Closed ghost closed 7 months ago

ghost commented 1 year ago

Hello, i am currently trying to use your library in a school projet and i would have some questions for your library if possible...

firstly, what are the limits for x,y,z? like, the closest to the ground would be 0 for z i assume, but then maximum would be attained only if x/y are 0?

secondly, what is the angle representing? an image with what angle it is would really help me, because i don't know from what plane is this angle meseasured.

thirdly, the link lengths in your example, could it be they are not the same for every Braccio Arm? my arm have link lengths of 0,125,125,50 instead of the 0,200,200,270 you put down.

thank you

cgxeiji commented 9 months ago

Hi Fred,

Regarding your questions, the limits for x, y, and z are the physical limits of your arm. In the case of your arm, if all servos move so all the links are stretched, then the total radius will be 0+125+125+50=300. Then, your x, y, and z limits will be a sphere of radius 300 from the base of your arm. The kinematic solver will return false if it couldn't find a proper solution or if it is out of range.

The angle is the rotation from one link to another. For example, if all your servos are aligned such as if all of them are 90 degrees, then the arm will be stretched out, setting the forearm to 0 degrees will make the arm bend at a right angle to one side.

Now, you will need to offset or compensate the angles you get from the kinematic solver to your actual physical servos. Each arm might be configured differently (e.g. instead of 0 to 180 degrees servo, you use -90 to 90 degrees).

At the time I made this library, those were the measurements of the arm I used. Feel free to adapt them if you need to.

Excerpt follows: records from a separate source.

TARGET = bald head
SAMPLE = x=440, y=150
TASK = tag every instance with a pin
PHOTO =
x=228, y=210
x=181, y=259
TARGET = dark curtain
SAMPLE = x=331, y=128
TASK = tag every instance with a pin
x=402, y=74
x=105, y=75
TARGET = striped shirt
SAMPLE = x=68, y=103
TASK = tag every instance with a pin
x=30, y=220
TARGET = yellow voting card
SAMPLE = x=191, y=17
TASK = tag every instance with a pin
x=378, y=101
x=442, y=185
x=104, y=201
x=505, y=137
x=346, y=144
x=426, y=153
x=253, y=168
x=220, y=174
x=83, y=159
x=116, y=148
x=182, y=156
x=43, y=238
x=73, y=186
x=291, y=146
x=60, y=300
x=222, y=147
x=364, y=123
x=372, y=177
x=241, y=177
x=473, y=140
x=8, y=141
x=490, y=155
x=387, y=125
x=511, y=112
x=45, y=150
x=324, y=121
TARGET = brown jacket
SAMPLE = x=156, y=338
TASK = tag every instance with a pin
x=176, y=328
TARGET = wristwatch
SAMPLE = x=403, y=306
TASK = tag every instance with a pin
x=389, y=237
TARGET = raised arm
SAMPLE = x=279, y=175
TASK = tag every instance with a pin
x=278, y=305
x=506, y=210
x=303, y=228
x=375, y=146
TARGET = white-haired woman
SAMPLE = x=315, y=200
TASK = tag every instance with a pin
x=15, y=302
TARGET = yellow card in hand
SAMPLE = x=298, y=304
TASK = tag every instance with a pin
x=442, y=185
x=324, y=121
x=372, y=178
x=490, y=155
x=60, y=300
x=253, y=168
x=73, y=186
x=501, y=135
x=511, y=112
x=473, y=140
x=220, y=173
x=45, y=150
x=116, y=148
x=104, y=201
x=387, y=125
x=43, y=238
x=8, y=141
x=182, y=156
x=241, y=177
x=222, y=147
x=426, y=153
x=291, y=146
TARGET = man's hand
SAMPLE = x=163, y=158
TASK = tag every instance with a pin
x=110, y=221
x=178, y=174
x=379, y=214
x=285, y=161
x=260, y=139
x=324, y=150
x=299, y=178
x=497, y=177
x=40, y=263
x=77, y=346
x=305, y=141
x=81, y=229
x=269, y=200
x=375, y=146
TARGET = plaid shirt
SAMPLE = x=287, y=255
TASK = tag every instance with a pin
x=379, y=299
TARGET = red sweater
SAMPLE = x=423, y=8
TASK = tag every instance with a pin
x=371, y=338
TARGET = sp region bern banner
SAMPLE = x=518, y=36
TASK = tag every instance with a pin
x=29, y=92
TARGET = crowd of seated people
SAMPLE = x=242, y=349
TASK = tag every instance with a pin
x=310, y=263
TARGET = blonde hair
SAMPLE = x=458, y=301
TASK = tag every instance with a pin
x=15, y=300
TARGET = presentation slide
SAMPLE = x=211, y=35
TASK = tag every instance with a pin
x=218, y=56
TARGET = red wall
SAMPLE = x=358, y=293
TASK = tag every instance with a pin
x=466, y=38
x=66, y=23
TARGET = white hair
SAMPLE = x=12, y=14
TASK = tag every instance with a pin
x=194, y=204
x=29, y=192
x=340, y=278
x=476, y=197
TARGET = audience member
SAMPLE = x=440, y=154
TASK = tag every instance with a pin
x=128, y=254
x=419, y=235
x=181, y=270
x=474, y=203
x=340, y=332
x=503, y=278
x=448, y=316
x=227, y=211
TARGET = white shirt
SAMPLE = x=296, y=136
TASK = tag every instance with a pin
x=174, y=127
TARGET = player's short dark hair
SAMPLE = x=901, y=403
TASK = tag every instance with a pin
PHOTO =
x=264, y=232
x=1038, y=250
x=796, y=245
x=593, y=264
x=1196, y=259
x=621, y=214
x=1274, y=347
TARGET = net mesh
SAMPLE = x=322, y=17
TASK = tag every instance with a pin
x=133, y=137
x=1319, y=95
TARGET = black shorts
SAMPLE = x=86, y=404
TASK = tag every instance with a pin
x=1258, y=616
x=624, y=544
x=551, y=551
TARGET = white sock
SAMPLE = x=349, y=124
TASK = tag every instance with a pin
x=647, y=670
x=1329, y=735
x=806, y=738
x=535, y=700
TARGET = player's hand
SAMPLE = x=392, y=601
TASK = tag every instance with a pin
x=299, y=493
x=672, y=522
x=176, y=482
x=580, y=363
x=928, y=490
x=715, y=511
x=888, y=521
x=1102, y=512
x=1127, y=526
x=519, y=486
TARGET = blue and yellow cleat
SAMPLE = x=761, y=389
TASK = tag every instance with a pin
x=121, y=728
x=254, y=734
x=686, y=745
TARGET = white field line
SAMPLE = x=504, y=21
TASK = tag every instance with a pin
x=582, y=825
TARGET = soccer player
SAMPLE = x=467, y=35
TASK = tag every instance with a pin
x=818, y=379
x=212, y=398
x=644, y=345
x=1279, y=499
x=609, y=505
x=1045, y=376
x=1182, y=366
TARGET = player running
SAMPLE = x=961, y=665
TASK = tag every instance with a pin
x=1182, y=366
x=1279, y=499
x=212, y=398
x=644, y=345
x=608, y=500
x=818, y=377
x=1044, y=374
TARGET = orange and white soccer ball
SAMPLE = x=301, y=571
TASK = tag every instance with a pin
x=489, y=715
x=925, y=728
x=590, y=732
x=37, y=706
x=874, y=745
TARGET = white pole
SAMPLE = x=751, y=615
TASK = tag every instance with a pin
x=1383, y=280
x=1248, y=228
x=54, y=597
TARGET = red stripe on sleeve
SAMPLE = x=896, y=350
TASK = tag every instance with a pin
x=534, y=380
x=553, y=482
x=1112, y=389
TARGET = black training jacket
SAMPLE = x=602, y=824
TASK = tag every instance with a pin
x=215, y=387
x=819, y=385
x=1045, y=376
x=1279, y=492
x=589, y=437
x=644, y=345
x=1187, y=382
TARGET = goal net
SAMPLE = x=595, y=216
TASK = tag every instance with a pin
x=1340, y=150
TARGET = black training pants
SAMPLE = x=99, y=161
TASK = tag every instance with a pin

I hope this answers your questions.

cgxeiji commented 7 months ago

I am closing this issue now, feel free to reopen it if you have more questions!

Tyler-Curnow commented 7 months ago

When you say that the arm is "stretched out" when all servos are at 90 degrees do you mean that the arm will be standing straight up? Why is it that all joint angles would be 90 degrees? Would it not be 90 degrees for the base with 0 degrees for the remaining angles (ie upperarm, forearm, wrist)?

cgxeiji commented 7 months ago

The actual angles depend on how you assembled your arm. If you have your servos attach so that 90 degrees to the left is 0, stretched out is 90, and 90 degrees to the right is 180, then the range of your joint will be 0-180, with 90 degrees in the middle.